The TARTARUS grows steadily more powerful across the campaign through reverse engineering. Intel pulled from defeated enemies feeds directly back into the dreadnought's loadout, unlocking new armaments and additional systems that can be installed before the next engagement. Different enemy types yield different intel, so a varied campaign produces a more varied ship.
Because the game runs as a continuous campaign across a strategic map rather than a sequence of separate missions, those upgrades are persistent. Anything earned in one theatre carries forward into the next, and a player who picks fights with a wider range of opponents will end up with a more diverse arsenal than one who sticks to a single enemy type.
The TARTARUS is described, at the start of the story, as unidentified. The pre-release material is deliberate about leaving its origin open. The vessel arrives in Earth orbit in FC 2057, and humanity has no time to decipher its origins before the war breaks out around it.
What this means in practice is that several questions a setting article might normally answer are simply not answered yet. Who built the TARTARUS, where it came from, what allegiance (if any) it serves, and how the player came to be the one piloting it have all not been disclosed in any official material. The wiki treats those points as open until they are clarified by the developer.
The following points are not part of the publicly disclosed material at this time. They are listed here so that readers know what the wiki is and is not claiming, and so that any contributor adding text on these points can be checked against verified sources rather than fan speculation.
Crew complement, names of any specific officers, or whether the TARTARUS is crewed at all in the conventional sense.

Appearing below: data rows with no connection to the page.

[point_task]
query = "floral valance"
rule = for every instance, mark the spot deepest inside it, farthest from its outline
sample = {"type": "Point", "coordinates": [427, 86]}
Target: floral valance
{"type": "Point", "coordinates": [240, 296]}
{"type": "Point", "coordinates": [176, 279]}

Internal layout: the number of decks, the names of any specific decks, named bridges, named hangars, or other named rooms aboard the ship.
Lineage: who designed the TARTARUS, what era or civilization built it, or whether it is unique in its class.
Allegiance: which side, faction, or government (if any) the TARTARUS serves in the FC 2057 conflict.
Identity of the player character: who the player is in fiction, how they ended up in command of the dreadnought, and whether they are a single named individual or a collective.
Specific named weapons: the named or branded designation of any individual main cannon, missile system, or super weapon mounted on the ship.
Specific named fighter wings, named support units, or named carrier-launched aircraft.
Exact statistics: tonnage, length, top speed, weapon yields, energy output, or any other numeric specification.